I have seen outstanding models of giving year after year on Giving Tuesday. Last year, for example, ORGANIZE applied creativity, organization, and the knowledge that “it’s not just money that helps” to a campaign which registered thousands of Americans as organ donors. Giving Tuesday classifies their efforts as the biggest digital donor drive in U.S. history.

If you lead an organization, you can model giving behaviors by openly proclaiming that giving is a priority, both on Giving Tuesday and year round. People love to hear personal stories; confidentiality allowing, tell them the story of the family you helped, the free physical exams your money helped a rural clinic give, or the abandoned animals who now have homes because someone took the time to give money or resources.

If you are not currently a leader in an organization, don’t discount your impact. As Keith Richardson writes in this moving essay, My Brush With Death Showed Me the Power of Small Actions, no one is so insignificant that they are unable to make a difference. Keith writes, “I pay attention to the difference I can make with my gestures, my words. Small things can make an entire life feel worthwhile.”

If You Are Doing the Asking

I am not exaggerating one bit to say I have trouble asking people to give, even for causes I love dearly. It’s easy to ask in writing (anyone can hit “delete” and move on) but harder, so much harder, to do in person.

Every time I find myself searching in vain for the courage to ask for funds or resources for an organization I love, I remember my friend Mary Jane — a Multiple Myeloma Survivor who is also a top fundraiser for Team in Training– telling me, “I just ask everyone.” So simple. What does she have to lose? She has already stared down a life-threatening illness. How could a “no, I am not able to donate right now” ruin her outlook?

It helps to establish a relationship with someone before asking them to make a donation. The key here is that there is not a direct correlation between who you connect with and who agrees to give to your cause. Cast your relationship net wide and take a genuine interest in people, independent of their status as potential donors. It’s glaringly obvious if you befriend someone and then hit them up for a donation two weeks later.

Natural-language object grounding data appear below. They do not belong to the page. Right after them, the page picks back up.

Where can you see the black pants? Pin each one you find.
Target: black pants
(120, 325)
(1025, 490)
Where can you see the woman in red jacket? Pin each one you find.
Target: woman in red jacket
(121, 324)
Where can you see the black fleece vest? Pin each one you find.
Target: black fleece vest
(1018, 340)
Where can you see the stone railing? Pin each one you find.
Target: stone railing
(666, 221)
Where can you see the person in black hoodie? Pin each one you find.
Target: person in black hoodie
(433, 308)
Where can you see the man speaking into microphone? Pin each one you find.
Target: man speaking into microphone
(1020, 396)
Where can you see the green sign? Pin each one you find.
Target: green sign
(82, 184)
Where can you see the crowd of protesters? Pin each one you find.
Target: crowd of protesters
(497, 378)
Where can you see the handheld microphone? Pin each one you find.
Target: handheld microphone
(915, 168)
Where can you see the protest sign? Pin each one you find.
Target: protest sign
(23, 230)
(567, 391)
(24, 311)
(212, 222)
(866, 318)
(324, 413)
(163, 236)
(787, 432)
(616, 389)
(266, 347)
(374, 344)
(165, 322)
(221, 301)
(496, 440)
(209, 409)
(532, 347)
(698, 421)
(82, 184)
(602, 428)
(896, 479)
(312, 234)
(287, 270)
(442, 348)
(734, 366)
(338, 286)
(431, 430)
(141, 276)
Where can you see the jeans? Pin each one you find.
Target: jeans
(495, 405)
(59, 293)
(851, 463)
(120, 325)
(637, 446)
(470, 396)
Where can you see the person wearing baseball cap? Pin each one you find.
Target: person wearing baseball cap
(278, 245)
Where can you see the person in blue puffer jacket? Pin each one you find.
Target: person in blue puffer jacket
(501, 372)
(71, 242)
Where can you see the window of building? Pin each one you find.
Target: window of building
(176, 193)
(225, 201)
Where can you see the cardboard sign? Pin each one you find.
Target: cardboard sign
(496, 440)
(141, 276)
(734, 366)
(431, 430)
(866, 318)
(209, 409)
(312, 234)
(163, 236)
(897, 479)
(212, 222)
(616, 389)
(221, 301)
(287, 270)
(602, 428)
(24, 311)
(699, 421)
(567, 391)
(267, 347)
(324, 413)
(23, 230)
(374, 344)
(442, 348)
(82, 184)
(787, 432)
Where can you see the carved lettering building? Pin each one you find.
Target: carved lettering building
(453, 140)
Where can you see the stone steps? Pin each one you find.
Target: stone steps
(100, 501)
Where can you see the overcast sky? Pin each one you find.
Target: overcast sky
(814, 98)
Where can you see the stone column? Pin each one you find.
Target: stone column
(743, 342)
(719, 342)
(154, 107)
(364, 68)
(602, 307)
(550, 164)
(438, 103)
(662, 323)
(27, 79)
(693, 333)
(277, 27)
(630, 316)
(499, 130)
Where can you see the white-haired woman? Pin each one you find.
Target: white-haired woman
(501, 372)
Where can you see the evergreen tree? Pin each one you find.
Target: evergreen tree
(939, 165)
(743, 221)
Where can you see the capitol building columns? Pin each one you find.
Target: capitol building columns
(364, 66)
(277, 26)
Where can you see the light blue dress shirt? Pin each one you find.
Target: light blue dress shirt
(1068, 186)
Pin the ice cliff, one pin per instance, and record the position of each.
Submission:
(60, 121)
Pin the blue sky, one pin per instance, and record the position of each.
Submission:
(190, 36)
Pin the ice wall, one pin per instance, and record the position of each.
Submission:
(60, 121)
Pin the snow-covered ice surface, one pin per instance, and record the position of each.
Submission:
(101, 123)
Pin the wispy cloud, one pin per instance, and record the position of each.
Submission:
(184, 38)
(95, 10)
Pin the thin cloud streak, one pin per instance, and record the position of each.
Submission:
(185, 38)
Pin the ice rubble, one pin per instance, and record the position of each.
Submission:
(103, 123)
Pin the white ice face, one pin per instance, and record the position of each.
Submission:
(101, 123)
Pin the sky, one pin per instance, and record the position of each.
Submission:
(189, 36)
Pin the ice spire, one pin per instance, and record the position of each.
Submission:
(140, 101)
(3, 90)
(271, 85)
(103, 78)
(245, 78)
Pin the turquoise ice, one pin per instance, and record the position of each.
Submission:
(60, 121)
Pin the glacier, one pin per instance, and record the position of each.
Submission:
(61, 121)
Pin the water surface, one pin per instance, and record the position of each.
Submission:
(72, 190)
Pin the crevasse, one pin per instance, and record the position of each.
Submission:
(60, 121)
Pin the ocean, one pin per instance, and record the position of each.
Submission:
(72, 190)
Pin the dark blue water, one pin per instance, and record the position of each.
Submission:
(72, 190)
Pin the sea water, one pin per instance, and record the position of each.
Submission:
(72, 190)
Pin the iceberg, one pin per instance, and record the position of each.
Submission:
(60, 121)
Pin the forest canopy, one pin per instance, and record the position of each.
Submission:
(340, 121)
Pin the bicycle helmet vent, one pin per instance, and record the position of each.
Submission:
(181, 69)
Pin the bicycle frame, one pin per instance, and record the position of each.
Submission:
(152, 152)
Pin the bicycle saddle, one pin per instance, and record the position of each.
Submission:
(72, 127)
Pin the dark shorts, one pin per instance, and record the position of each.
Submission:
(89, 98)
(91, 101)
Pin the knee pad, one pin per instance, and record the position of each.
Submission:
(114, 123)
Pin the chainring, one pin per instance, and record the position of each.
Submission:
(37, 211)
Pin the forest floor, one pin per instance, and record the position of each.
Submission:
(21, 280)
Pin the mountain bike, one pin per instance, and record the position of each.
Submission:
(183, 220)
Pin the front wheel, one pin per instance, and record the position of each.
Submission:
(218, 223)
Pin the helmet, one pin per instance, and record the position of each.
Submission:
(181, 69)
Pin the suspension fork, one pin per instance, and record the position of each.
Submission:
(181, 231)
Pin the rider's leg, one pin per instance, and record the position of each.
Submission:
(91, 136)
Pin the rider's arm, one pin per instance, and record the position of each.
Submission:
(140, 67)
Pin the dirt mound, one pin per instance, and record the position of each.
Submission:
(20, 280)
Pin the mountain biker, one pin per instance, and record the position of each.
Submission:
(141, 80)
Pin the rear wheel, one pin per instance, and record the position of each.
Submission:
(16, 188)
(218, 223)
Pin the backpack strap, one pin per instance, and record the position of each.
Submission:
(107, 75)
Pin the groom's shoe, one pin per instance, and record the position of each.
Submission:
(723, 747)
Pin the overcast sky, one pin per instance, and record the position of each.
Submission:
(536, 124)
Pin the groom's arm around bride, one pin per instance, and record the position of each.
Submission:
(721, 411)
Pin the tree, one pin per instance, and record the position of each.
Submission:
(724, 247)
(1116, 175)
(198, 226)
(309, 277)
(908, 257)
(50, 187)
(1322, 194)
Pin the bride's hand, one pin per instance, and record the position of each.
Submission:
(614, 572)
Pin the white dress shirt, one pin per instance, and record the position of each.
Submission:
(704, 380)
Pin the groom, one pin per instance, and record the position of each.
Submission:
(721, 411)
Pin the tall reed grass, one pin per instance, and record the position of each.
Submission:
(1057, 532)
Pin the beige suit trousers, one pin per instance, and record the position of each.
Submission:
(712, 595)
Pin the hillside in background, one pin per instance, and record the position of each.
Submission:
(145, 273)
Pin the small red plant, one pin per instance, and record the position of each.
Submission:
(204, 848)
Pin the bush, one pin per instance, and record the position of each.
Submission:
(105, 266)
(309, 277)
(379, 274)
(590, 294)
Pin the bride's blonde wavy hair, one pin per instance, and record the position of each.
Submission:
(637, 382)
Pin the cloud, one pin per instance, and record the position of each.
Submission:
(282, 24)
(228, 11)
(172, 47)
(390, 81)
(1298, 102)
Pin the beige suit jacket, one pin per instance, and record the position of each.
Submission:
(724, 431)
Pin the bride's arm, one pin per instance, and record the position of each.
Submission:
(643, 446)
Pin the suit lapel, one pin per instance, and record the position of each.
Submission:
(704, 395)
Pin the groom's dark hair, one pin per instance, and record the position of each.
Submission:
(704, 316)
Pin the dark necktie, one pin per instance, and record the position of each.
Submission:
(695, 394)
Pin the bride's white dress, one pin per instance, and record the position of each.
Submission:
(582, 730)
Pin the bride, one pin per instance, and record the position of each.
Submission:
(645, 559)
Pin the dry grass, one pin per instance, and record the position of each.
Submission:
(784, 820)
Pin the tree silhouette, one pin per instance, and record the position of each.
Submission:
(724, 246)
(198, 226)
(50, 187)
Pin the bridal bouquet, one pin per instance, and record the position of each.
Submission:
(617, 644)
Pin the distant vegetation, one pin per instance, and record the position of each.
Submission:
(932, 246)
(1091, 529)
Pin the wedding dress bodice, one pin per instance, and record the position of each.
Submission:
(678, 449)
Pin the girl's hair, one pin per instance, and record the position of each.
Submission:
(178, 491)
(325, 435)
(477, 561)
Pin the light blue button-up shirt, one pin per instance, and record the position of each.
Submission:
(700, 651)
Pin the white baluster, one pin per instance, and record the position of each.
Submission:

About Those Shoes For Kids in Cambodia

As I mentioned above, my #GivingStory campaign did not generate a donation to buy shoes for the children in Cambodia.

However, I was not alone. Linda’s daughter-in-law, Daniella, requested donations to the project for her birthday.

Weaving Influence did a holiday campaign where for every mile run or walked by staff, a dollar was donated to the “shoes” effort.

A donor provided a matching grant of $3,000.

When Linda and her team visited Cambodia in August 2016, they provided 340 children with pairs of The Shoe that Grows. Because they were able to purchase 497 pairs of the 600-pair goal, all of the current enrollees at Light of Future schools got a pair of the shoes.

Looking back on the way events unfolded, I am reminded that while my efforts were a strong volley into the fundraising court, I was not playing that match all by myself. Linda was telling her networks. Daniella was sharing her birthday with the cause. Becky of Weaving Influence was encouraging us to run or walk and making sure every mile generated a donation.

This August, as pictures of the children wearing their new shoes scrolled onto my screen, I smiled, thrilled that the children were so happy. They benefited from so many people who cared about their health, physically and spiritually.

Giving Tuesday and "The Shoe That Grows" Campaign

What didn’t matter one iota to them, though, was when the money was given. Hundreds of children in Kratie province now have shoes on their feet and the benefit of a medical checkup that was part of the shoe acquisition process.

All independent of a hashtag or a specific day.

Give what you can today, but remember there are 364 other days of the year when your donations of time and money can make a difference.